While dropping to sixth place in the overall survey, Israel overtook Finland which was third in 2019. It was just one spot below Sweden, which was in seventh place last year and in fifth place this year. South Korea, the country that held the top spot in the index for the last six years, was ousted by Germany, who took first place. The US, which had fallen out of the top 10 in 2018, was in the ninth spot this year, dropping from eighth place in 2019.
Singapore came in third, up from 6th place last year, while Switzerland retained fourth place in the rankings.
Israel once again beat South Korea in the R&D intensity category as it did in 2019, which means it took first place in R&D expenditure as a percentage of GDP. First place in researcher concentration — or professionals engaged in R&D per population — went to Denmark for the second year in a row. It also took the top spot in 2019.
While Israel made a significant jump in patent activity in 2019, surging from the 19th spot from the previous year, it slipped in its number of patent filings this year to seventh place. In high-tech density, the number of locally domiciled high-tech companies, Israel retained its fifth spot for the third consecutive year. Israel once again improved its tertiary education efficiency ranking, measuring the share of new science and engineering graduates in the labor force and those enrolled in a post-secondary education program. The country took 31st place this year, moving up from 36th in 2019 and 41st in 2018.
Meanwhile, in the World Economic Forum’s Global Competitiveness Report for 2019-2020, published in October, Israel stood firm in 20th place out of 141 countries. It was also in 20th place in the 2018-2019 report, but dropped four places from 16th in the report from 2017-2018.
In that report, Israel also secured the top rank for entrepreneurship and the embrace of disruptive ideas as well as macroeconomic stability (the minimizing of a national economy’s vulnerability to the impact of external shocks, companies’ innovative growth, R&D expenditures, and multi-stakeholder collaboration.
Israel received an overall score of 76.7, while the average score for the 141 economies was 61 points.
The report, first published in 2004, ranks an economy’s competitiveness based on 12 pillars (categories) including innovation capability, business dynamism, market size, health, skills, macroeconomic stability, institutions, and infrastructure, and 103 indicators (subcategories.)

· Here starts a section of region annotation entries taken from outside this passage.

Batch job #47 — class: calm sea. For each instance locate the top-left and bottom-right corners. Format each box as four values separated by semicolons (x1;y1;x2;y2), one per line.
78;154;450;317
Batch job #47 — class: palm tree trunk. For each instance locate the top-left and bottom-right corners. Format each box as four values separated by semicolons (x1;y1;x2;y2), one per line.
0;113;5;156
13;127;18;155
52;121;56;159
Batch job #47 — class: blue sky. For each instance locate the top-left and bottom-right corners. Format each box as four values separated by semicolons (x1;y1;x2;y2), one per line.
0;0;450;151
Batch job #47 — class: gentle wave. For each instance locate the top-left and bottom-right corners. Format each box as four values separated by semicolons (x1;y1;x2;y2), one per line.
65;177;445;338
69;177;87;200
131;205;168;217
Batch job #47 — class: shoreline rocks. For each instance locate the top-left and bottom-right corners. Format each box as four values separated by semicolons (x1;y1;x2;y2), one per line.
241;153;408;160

The latest index paints a “gloomy picture” a decade after the world financial crisis with a world economy “locked in a cycle of low or flat productivity growth.” The report’s survey of 13,000 business executives also highlights a “deep uncertainty and lower confidence.”
According to the report, Israel is an innovation hub, ranking 15th on the Innovation capability pillar thanks to a well-developed ecosystem, and up from last year’s 16th place.

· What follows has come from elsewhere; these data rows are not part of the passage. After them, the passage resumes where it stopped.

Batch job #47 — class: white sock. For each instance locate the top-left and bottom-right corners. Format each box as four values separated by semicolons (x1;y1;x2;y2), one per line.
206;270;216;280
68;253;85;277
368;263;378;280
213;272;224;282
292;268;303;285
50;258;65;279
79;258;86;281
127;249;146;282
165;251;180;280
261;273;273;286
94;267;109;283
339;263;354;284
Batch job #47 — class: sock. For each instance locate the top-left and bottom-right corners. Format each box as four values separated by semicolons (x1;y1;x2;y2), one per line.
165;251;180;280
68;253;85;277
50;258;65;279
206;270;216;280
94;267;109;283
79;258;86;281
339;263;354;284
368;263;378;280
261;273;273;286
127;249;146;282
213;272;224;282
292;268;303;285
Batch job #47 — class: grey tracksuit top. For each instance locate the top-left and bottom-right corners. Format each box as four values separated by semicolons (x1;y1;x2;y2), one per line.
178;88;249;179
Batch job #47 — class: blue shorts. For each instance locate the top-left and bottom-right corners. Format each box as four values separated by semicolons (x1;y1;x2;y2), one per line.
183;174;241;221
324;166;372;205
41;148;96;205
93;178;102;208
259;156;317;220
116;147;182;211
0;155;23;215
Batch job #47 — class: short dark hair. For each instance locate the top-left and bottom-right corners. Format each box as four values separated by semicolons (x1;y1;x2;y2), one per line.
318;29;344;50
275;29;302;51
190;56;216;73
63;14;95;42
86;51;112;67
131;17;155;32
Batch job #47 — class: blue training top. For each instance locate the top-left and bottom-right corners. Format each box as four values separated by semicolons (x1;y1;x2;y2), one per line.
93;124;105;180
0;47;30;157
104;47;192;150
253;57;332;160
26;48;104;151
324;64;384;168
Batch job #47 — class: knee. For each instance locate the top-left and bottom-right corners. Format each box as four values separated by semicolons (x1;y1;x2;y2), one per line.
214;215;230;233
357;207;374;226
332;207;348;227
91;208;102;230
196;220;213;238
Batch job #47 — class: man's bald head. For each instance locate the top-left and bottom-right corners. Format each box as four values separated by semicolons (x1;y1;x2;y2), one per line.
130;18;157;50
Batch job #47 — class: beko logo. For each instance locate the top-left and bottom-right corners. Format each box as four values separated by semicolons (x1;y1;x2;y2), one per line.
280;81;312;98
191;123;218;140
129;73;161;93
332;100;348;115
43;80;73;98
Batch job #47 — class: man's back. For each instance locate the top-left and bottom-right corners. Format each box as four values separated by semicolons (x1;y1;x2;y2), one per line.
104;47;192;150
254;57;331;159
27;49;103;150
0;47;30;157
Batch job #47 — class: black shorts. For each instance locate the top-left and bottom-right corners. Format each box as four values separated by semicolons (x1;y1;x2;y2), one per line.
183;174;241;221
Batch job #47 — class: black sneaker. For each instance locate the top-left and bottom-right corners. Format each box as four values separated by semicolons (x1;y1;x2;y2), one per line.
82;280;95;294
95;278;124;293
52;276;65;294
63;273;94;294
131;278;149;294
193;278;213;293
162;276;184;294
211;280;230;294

For the second year in a row, Israel came in first of 141 countries in R&D expenditure as a percentage of GDP under the innovation capability pillar. It also ranked first in the multi-stakeholder collaboration sub-pillar, up from third last year.

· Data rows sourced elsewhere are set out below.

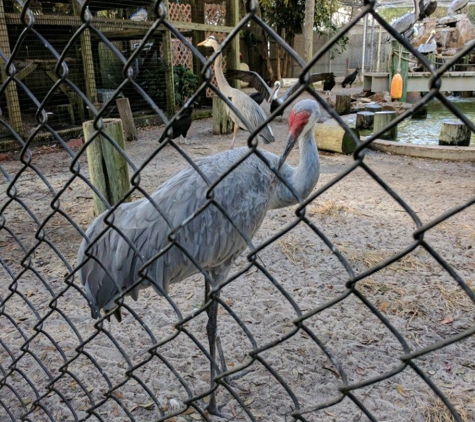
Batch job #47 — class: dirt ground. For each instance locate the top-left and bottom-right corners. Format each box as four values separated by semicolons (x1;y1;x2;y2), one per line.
0;90;475;422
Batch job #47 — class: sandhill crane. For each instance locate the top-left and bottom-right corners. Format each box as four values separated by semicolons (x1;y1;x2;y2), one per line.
226;69;335;119
447;0;468;15
198;35;274;149
77;100;320;414
341;67;360;88
158;105;193;144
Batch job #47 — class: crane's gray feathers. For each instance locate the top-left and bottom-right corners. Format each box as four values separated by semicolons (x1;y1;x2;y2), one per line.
78;148;278;317
279;72;335;102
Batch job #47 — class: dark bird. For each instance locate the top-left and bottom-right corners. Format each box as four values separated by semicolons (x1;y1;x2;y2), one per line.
341;67;360;88
447;0;468;15
198;35;275;149
226;69;335;119
77;99;320;414
158;105;193;145
419;0;437;21
249;91;265;105
323;78;336;94
386;0;420;42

“Israel spends the most of any country on R&D (4.3 percent of GDP) and is where entrepreneurial culture is the strongest, the acceptance for entrepreneurial failure the highest, where companies embrace change the most, and where innovative companies grow the fastest,” the WEF report read.
Israel ranked second in the venture capital availability subcategory and “ease of finding skilled employees” as it did last year, coming in only behind the United States in that sub-pillar. Both factors support a “flourishing and innovative private sector”, according to the WEF report.
In the WEF’s Global Competitiveness Report for 2019-2020, Singapore knocked the United States out of the top spot as the most competitive country in the world. The United States came in second and Hong Kong ranked third, surging four spots from last year’s report. The Netherlands came in fourth and Switzerland dropped one spot to round out the top five.